Comment by mnky9800n
19 hours ago
I feel like I would definitely notice if I went from 12 to 25 reps on any exercise I do. Although typically I max out at 8 before adding more weight.
19 hours ago
I feel like I would definitely notice if I went from 12 to 25 reps on any exercise I do. Although typically I max out at 8 before adding more weight.
Of course you would personally notice. But the parent was talking about the effect on muscles. And it has been long estsblished that 5-30 reps (perhaps even highter) will cause the same hypertrophy.
Obviously, for practical reasons the optimal range for each exercise will vary. For squat 5-10 is definitely better than 10-20 let alone 20-30. For DB side raises highter reps would feel better than the lower rep range.
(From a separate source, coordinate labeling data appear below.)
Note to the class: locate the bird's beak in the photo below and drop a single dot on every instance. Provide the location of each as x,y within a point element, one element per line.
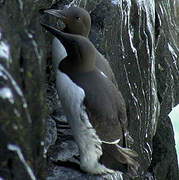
<point>57,13</point>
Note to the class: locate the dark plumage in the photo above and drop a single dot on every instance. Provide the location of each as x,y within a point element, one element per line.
<point>78,21</point>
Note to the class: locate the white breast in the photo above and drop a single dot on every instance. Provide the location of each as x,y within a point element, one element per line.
<point>72,97</point>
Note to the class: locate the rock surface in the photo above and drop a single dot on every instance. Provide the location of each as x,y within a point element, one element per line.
<point>140,40</point>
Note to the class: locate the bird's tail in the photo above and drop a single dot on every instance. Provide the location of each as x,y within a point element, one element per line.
<point>128,157</point>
> I feel like I would definitely notice if I went from 12 to 25 reps on any exercise I do.
To be clear, the implication is that 12 and 25 have different weights so they tire you the same amount. Do you think it would be a very strongly felt difference in that situation? What would the difference feel like?
Yes, this is why classic body builders like high reps because they get the pump but you can get the same growth (and there’s lots of research saying more) with training to failure with low reps and high weight but it doesn’t give you the pump.
You consciously notice of course, like what kind of argument is that. The point is the stimulus is the same for the body unless you change it by orders of magnitude, the study agrees that this is the same also.